Milli Eğitim Bakanı Yusuf Tekin, bu sonucu “okuma becerileri alanında uzun vadeli ortalamaya yakın bir performans” olarak değerlendirdi. Ana dilinde okuduğunu anlamakta zorluk çeken ciddi sayıda öğrenci olduğunu ortaya koyan bu sonuç için, yapılan ‘ortalamaya yakın bir performans’ fazlaca iyimser görünüyor. Bu pozitif bakış açısına ters düşen başka bir veri daha var. Yirmi yıldır AKP’nin yön verdiği eğitim sistemiyle muhatap olan öğrencilerin yüzde 44’ü yaşamından memnun olmadığını söylemiş. Çocuk yaşta hayata ve geleceğe karşı umutsuzluğa sürüklenmiş öğrencilerden yüksek okul başarıları göstermeleri gerçekçi olmadığı gibi adil de değil.
OECD ortalamalarının altında kalmakla beraber tüm ülkeler sıralamasında elde edilen birkaç puanlık artışı başarı olarak gören MEB yine de Türkiye’nin okuma becerileri alanında düşük bir başarı gösterdiğini kabul ediyor. Peki bu durumda istenen ilerleme nasıl sağlanacak? MEB Ölçme, Değerlendirme ve Sınav Hizmetleri Genel Müdürü Kemal Bülbül bu yönde bir dizi çalışma başlattıklarını açıkladı. “Okul sınavlarında çoktan seçmeli soruların yerine açık uçlu soruların kullanılması, konuşma, dinleme becerilerinin ölçülmesi ve temel eğitim yönetmeliğinde yapılan değişiklikle birlikte Türkçe geçme notunun 70’e çekilmesi yapılan birkaç yenilik” olarak duyuruldu. Ayrıca ilkokullarda Türkçenin etkin ve güzel kullanımına yönelik özel ölçme araçları kullanılacak ve öğrenci gelişimi sürekli olarak izlenecek.

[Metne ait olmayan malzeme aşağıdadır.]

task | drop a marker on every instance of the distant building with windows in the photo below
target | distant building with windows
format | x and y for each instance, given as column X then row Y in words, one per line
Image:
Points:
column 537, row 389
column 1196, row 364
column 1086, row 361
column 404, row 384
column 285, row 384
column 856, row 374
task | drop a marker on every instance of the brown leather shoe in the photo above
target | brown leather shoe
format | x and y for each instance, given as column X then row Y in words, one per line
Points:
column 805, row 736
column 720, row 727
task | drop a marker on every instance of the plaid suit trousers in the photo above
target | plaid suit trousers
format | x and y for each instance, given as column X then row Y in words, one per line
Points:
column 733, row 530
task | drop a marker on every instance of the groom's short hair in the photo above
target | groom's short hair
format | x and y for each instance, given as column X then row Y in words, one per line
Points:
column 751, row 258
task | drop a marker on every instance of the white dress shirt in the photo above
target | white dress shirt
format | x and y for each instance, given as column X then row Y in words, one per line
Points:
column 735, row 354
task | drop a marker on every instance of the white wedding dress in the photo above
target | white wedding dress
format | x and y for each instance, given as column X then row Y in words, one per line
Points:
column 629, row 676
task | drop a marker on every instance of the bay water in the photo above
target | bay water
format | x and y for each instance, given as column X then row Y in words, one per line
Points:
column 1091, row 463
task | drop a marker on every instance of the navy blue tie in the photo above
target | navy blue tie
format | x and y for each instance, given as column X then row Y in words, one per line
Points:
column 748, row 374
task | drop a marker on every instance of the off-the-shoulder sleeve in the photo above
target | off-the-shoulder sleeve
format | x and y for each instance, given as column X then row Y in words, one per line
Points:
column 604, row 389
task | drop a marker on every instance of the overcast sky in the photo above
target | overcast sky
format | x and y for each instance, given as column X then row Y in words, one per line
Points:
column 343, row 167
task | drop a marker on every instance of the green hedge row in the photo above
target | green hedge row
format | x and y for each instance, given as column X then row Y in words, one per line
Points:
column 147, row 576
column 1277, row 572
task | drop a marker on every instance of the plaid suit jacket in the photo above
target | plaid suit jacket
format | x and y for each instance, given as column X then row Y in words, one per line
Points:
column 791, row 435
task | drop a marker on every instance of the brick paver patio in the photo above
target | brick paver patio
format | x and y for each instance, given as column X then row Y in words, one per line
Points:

MEB’in geliştirici ve iyileştirici eğitim strateji buyken, son 2022 PISA sonuçları da dahil olmak üzere yıllardır uluslararası sınavlarda sürekli birinci olan Singapur’da acaba nasıl bir yol izlenmiş diye merak ediyor insan. Financial Times’ın bu konudaki araştırmasına yer veren BBC Türkçe’nin haberinde aktardığına göre, matematik, bilim ve okuma becerisinde elde edilen ortalama üstü başarılarıyla Singapur, dünya genelinde bazı ülkelerin kendi eğitim sistemlerine adapte etmeye çalıştığı bir eğitim modeline sahip. Her şeyden önce, Singapur eğitimi ekonominin itici bir gücü olarak ele alıyor. Yani, etrafı beton ve tabeladan ibaret okullarla doldurup, mezun işsizler ordusu yaratmıyor. Sistem, önceden belirlenen ihtiyaçlar doğrultusunda, planlı bir şekilde sürdürülüyor ya da yenileniyor ve böylece genç işsizliğine dair önemli bir sorunun önüne geçilmiş oluyor.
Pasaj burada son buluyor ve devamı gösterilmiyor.